Abstract. Understanding the spatial and temporal variations in mineral dust sources in Greenland ice cores during the Holocene is challenging due to low dust concentration. Here, we present the first continuous records of the size and composition, as well as the temporal variations in potential sources, of mineral dust preserved in a northeastern Greenland ice core (EGRIP) covering the period from 1910 to 2013. Using a multi-proxy provenance approach based on individual particle analysis, we reconstruct variations in ice-core dust sources.
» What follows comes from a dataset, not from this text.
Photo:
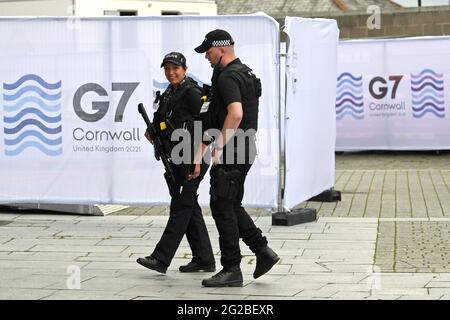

We apply a recently developed provenance tracing technique, namely scanning electron microscopy (SEM)-cathodoluminescence (CL) analysis of single quartz particles, and SEM energy-dispersive X-ray spectroscopy (EDS) analysis to the Greenland ice core. The SEM-CL/EDS results reveal that the primary dust sources in the EGRIP ice core are Asian (Gobi Desert) and African (Sahara Desert) deserts. Their relative contributions have shifted since the 1970s–1980s: the contribution from the Gobi Desert has decreased whereas that from the Sahara Desert has increased. Our findings demonstrate that SEM-CL analysis is a valuable tool for identifying ice-core dust sources and reconstructing their variations during periods of low dust concentration. Additionally, we compare the EGRIP ice-core dust records with those of a northwestern Greenland ice core (SIGMA-D) to determine spatial variations in potential dust sources within the Greenland Ice Sheet over the past 100 years. The results reveal that the variability and mineral composition of the EGRIP ice-core dust differs significantly from those of the SIGMA-D ice-core dust, indicating that the dust in these two ice cores was likely transported from different geological sources. The SIGMA-D ice-core dust exhibits multidecadal variations, reflecting increased dust from the Greenland coastal region during warmer periods. Conversely, the EGRIP ice-core dust shows low temporal variation, suggesting a smaller contribution from local sources.